Desde la antigüedad, la curiosidad e ingenio humano han permitido el desarrollo, prácticamente a la par, de métodos para transmitir conocimientos y de administrar, conservar y hacer crecer recursos. En las antiguas civilizaciones de Mesopotamia, Egipto y Grecia podemos rastrear las primeras prácticas de contabilidad y administración, utilizadas entonces para mantener el registro de transacciones financieras y gestionar la riqueza de negocios e individuos. Los registros contables más antiguos de los que se tiene constancia datan del IV milenio a.C. y se inscribieron en tabletas de arcilla que, en gran medida, fueron un antecedente de los libros. De modo que no resulta exagerado afirmar que la escritura y las finanzas tienen un origen y fundamentos muy similares: los de almacenar información y compartirlos con otros mediante un lenguaje o código común.

Siglos más tarde, con la invención de la imprenta en el siglo XV, nació la industria del libro. El libro es contrario a muchos artefactos tecnológicos contemporáneos, un dispositivo que no ha necesitado de rediseños profundos. Las contribuciones del libro como objeto de consumo masivo al desarrollo de la humanidad difícilmente pueden exagerarse y, si bien se ha escrito mucho sobre el tema, vale la pena detenerse en una muy particular: la popularización de los libros permitió que más personas participaran en los nacientes mercados financieros, potencializando su crecimiento.
En adelante, el pensamiento financiero produjo obras fundamentales para la filosofía e historia. En los siglos XVIII y XIX, obras como “La riqueza de las naciones” de Adam Smith o “Principios de Economía Política” de David Ricardo ayudaron a moldear la teoría económica moderna y sentaron las bases de las finanzas tal como las conocemos en la actualidad. Hasta nuestros días, los libros sobre temas financieros continúan siendo una fuente de conocimiento fundamental para los inversionistas y los profesionales de la industria.
Los vínculos históricos de las finanzas con la escritura y la lectura parecen inagotables. Sin embargo, más allá de trazar las conexiones, lo significativo de estas historias paralelas es reconocer cómo han contribuido a mejorar la productividad, el sentido de emprendimiento y el incremento del capital cultural y económico. Y, sobre todo, reconocer los lazos entre la lectura y las finanzas es dar cuenta de cómo ambas pueden desatar la creatividad e innovación humanas.

Según cifras globales, existe una correlación estrecha entre el desarrollo económico de un país y el número de libros per cápita que lee su población. Los mexicanos leemos menos de dos libros por año, mientras que en Chile se leen cinco, en Corea del Sur 11 y en Canadá 17. Estos países tienen un PIB equivalente a 1.6, 3 y 5 veces el de México, respectivamente.

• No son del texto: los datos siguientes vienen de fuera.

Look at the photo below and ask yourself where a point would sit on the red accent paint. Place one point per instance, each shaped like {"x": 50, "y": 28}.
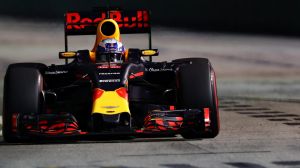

Este desbalance repercute en un rezago de habilidades para enfrentar los retos de un mundo complejo y, consecuentemente, en menos oportunidades y desarrollo.
Actualmente, la diversidad de formatos en los que se encuentran los libros –de los ebooks al formato tradicional, pasando por los audiolibros– permite que la lectura sea una actividad que fácilmente pueda incluirse en la cotidianidad de todas las personas. Leer nunca ha sido más fácil y, sin embargo, en México aún se lee muy poco. En nuestro país, según datos del INEGI, apenas 43.2% de la población alfabeta lee por lo menos un libro al año.
Con ello en mente, en los próximos meses los directivos de la Bolsa Mexicana de Valores recomendaremos aquellas lecturas que han marcado nuestra vida y desarrollo profesional. Hablaremos sobre libros porque estamos convencidos de que fomentar la lectura en todos los ámbitos y para todas las personas nos ayudará a construir una sociedad más equitativa y próspera.